I have a huge job (about 750) t shirts and I am looking for a good reliable place to have transfers made up, any one know of a place, and how hard is it to get your design to them and a quote?


----------



## Rodney (Nov 3, 2004)

The companies on the list of vendors here are reliable: http://www.t-shirtforums.com/plastisol-transfers/t77081.html

For turnaround times, it might be good to pick one close to where you live.

To get quotes you just have to visit their website and email them or call them on the phone. They usually need to see your artwork to give you an accurate quote.

I've used Transfer Express, F&M Expressions and Dowling Graphics with good results.


----------



## stone hawk (Aug 14, 2008)

Thanks so much Rodney I will check out these sites!


----------



## wormil (Jan 7, 2008)

If the 750 are all the same image I would sub it to a screenprinter which should be cheaper and definitely faster.
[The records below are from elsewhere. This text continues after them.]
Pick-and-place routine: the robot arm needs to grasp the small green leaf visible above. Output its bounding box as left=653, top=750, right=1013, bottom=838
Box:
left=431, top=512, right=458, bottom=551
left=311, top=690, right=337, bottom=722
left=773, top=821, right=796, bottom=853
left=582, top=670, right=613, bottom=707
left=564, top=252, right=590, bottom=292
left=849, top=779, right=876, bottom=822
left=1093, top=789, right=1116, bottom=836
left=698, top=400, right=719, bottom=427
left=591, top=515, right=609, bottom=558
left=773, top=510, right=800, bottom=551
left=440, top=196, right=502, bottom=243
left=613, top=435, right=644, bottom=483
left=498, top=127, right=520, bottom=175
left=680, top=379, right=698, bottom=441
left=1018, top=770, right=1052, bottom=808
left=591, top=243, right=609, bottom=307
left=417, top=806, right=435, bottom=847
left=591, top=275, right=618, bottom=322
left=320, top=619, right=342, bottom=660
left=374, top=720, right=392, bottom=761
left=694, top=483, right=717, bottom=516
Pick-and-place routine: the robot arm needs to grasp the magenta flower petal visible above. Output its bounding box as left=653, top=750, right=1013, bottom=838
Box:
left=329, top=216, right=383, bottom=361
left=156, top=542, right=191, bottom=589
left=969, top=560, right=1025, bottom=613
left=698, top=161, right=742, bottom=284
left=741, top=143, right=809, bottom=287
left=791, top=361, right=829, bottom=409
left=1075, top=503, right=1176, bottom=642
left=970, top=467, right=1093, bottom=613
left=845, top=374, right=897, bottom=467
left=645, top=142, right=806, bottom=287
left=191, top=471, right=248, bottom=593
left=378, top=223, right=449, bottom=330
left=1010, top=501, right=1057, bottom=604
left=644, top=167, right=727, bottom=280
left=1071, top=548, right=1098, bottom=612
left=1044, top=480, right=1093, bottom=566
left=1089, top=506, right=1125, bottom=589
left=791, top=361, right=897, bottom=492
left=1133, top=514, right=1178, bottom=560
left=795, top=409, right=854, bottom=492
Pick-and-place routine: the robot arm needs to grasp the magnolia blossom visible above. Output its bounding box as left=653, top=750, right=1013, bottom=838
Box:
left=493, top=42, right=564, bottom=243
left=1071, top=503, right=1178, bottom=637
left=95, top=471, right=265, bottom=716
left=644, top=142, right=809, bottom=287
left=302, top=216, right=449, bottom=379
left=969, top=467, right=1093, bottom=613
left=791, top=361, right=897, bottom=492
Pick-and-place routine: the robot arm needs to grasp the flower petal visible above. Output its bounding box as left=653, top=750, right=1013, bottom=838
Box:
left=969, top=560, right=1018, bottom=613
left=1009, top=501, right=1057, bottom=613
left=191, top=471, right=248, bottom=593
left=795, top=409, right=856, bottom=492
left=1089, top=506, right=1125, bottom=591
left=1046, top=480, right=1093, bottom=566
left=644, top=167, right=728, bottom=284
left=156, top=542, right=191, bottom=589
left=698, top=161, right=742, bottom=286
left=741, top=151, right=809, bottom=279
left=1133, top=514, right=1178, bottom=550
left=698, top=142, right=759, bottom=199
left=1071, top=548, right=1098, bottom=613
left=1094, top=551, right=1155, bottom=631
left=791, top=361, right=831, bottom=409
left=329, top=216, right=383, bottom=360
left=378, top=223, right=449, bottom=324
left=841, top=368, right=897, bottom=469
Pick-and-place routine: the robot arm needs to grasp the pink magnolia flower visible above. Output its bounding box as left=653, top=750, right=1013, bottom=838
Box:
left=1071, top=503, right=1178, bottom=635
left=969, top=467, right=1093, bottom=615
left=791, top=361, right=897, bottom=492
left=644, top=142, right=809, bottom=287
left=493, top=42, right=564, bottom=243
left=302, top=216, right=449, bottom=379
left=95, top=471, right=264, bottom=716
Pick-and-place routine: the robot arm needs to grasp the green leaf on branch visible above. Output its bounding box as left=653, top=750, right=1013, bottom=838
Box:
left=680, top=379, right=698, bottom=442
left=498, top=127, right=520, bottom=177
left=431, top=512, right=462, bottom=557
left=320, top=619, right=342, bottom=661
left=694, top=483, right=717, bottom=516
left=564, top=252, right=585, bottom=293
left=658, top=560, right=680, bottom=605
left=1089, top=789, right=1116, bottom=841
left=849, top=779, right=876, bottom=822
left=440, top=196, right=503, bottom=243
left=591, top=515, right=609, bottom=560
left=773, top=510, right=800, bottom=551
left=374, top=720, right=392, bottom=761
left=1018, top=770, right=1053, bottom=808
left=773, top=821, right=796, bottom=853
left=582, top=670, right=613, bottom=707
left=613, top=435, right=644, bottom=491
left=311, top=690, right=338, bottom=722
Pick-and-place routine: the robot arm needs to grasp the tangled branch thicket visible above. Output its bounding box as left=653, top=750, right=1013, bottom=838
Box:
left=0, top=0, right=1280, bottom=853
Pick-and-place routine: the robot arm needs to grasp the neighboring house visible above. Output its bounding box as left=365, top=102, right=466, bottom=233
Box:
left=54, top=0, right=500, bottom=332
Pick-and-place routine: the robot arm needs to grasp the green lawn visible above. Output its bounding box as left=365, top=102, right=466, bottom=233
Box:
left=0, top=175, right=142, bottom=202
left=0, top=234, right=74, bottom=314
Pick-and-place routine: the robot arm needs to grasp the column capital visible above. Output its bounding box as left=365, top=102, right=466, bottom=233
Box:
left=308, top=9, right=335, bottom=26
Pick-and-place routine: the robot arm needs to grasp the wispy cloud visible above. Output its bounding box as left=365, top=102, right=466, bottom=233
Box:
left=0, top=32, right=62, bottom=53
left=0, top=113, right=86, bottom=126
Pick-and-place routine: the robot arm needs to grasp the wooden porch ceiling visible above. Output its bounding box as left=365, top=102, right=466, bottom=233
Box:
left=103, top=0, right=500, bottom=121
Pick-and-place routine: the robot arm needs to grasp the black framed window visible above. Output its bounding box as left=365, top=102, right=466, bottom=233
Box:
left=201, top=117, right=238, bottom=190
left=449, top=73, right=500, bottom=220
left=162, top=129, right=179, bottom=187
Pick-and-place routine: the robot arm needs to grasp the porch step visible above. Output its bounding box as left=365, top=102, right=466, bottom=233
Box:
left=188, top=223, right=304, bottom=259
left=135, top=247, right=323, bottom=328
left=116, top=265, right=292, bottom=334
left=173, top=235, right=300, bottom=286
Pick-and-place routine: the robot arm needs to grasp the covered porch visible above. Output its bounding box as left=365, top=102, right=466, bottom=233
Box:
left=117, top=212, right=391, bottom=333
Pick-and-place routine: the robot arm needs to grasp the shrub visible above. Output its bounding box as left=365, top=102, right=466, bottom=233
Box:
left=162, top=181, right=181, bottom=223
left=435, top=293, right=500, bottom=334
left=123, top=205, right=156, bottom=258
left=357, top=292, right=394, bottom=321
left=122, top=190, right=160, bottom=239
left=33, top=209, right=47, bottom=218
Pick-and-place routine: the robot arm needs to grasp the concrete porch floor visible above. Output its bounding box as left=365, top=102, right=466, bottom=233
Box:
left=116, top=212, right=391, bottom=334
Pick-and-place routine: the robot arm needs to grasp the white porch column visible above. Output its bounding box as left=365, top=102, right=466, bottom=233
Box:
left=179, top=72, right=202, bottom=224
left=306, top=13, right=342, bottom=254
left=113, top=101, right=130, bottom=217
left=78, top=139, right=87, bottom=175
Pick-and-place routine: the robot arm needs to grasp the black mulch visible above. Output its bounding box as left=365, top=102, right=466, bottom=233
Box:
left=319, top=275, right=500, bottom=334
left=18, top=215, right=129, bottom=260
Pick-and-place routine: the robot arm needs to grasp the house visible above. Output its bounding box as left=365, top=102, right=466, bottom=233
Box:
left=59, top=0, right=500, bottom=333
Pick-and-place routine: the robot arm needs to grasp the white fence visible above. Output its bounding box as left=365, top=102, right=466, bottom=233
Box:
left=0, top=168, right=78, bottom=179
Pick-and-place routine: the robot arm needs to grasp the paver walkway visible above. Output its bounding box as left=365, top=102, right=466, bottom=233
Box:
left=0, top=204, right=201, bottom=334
That said, to date the only transfer maker I've used that has been 100% reliable is F&M although I have not used all of them.


----------



## MDsUnique (Nov 19, 2009)

I spoke to F&M today asking about a full color design for the back of a t-shirt (approx. 9x12) and they said that their full color process might feel "heavy." Does any one have an opinion about this?


----------



## franktheprinter (Oct 5, 2008)

Hi. You should try ordering samples first from any company that you might consider
purchasing from...if they are worth their salt then you should get a sample pack from
them quickly and you can gage for yourself the quality and go from there...


----------



## miktoxic (Feb 21, 2008)

save time and money and sub it out to a screenprinter like rick said. pressing 750 shirts with heat press is crazy.


----------